The meal was elegantly cooked and served. Louisiana has inherited from its maternal France a delicate taste in convivial affairs, and the culinary artist of the occasion was he who had formerly ministered to the instructed appetites of the rebel captain and his Parisian affinity. To Colburne's mortification Van Zandt had paraded the rarest treasures of the Soulé wine-cellar; hermitage that could not have been bought then in New York for two dollars a bottle, and madeira that was worth three times as much; not to enlarge upon the champagne for the dessert, and the old Otard brandy for the pousse-cafe. He seemed to have got quite sober, as if by some miracle; or as if there was a fresh Van Zandt always ready to come on when one got over the bay; and he now recommenced to get himself drunk again ab initio.
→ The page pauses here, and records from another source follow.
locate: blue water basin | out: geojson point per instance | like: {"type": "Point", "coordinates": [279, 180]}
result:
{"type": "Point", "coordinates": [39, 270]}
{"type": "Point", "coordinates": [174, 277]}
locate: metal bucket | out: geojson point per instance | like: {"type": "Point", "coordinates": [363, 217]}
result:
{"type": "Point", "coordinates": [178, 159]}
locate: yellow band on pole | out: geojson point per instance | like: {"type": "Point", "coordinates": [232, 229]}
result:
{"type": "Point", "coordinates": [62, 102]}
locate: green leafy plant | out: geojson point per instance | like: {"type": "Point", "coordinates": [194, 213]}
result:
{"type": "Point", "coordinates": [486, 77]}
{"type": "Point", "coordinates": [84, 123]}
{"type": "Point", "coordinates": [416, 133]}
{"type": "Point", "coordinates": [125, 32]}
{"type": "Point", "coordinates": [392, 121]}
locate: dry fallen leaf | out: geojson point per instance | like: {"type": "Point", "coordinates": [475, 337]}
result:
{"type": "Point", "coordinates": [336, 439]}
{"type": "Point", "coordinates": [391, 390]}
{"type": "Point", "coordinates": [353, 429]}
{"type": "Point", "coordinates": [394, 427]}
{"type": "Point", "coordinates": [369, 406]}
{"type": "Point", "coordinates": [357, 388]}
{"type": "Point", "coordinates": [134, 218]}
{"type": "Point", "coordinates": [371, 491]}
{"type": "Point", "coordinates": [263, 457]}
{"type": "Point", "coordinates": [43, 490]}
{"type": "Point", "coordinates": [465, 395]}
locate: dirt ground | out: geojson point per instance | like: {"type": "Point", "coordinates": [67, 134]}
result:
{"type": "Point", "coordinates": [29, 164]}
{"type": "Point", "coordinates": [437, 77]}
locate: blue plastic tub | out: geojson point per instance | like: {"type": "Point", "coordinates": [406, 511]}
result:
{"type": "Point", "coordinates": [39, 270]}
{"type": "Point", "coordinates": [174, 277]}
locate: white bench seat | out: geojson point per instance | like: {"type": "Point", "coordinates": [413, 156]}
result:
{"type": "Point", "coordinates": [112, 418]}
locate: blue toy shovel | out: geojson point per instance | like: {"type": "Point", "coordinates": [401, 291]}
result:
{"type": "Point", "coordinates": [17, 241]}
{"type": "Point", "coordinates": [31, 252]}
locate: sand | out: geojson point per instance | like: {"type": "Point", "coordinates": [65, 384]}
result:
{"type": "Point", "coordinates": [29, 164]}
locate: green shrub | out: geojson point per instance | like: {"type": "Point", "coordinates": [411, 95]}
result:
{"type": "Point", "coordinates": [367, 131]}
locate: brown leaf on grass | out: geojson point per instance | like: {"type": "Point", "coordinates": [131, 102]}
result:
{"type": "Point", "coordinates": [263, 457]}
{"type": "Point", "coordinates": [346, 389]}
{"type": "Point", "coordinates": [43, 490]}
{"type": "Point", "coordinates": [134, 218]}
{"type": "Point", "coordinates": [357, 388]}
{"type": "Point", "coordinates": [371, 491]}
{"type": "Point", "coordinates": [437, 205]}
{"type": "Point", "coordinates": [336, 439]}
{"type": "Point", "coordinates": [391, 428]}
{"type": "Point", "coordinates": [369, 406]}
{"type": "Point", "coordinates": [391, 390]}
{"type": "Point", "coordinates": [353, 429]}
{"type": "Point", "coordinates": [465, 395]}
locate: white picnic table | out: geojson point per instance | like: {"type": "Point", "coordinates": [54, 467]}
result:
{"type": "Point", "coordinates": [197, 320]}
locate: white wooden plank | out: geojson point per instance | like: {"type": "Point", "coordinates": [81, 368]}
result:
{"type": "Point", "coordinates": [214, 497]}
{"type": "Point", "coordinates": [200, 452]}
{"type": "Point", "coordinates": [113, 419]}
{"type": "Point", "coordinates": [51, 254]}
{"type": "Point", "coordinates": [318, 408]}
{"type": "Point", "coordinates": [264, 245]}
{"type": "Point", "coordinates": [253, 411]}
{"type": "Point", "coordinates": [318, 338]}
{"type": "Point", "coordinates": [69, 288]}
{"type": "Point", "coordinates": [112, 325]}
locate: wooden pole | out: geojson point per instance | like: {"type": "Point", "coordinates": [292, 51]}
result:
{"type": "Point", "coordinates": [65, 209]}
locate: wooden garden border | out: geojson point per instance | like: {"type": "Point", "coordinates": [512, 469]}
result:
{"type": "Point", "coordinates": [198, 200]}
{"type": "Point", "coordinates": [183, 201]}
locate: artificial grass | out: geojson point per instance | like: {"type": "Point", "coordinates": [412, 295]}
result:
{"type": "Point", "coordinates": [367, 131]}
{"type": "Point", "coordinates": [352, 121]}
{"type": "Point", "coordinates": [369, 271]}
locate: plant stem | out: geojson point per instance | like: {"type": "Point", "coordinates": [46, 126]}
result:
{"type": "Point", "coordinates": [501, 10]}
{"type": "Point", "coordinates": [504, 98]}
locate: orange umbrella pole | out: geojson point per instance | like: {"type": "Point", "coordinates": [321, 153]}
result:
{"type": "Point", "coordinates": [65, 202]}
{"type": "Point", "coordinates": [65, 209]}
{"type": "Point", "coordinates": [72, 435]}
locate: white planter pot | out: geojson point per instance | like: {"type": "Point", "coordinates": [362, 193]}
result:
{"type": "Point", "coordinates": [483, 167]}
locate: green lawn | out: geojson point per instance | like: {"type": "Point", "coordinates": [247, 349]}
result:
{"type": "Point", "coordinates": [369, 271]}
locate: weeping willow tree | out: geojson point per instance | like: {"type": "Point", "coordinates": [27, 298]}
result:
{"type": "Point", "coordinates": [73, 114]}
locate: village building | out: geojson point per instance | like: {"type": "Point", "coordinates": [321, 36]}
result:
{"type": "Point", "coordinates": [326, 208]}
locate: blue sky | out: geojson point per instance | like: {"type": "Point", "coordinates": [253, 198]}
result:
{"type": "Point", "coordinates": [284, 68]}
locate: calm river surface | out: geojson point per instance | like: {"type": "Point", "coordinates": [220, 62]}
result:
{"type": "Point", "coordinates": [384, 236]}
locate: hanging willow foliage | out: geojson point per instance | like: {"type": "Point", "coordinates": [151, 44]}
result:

He governed his tongue, however, and behaved with good breeding. Evidently he was not only grateful to Colburne, but stood in professional awe of him as his superior officer. After dinner, still amazingly sober, although with ten or twenty dollars' worth of wine in him, he sat down to the piano, and thundered out some pretty-well executed arias from popular operas.

"Four o'clock!" exclaimed the Doctor. "I have just time to get home and see my daughter dine. Captain, we shall see you soon, I hope."

"Certainly. What is the earliest time that I can call without inconveniencing you?"

"Any time. This evening."

The Doctor bade Van Zandt a most amicable good afternoon, but did not ask him to accompany Colburne in the projected visit.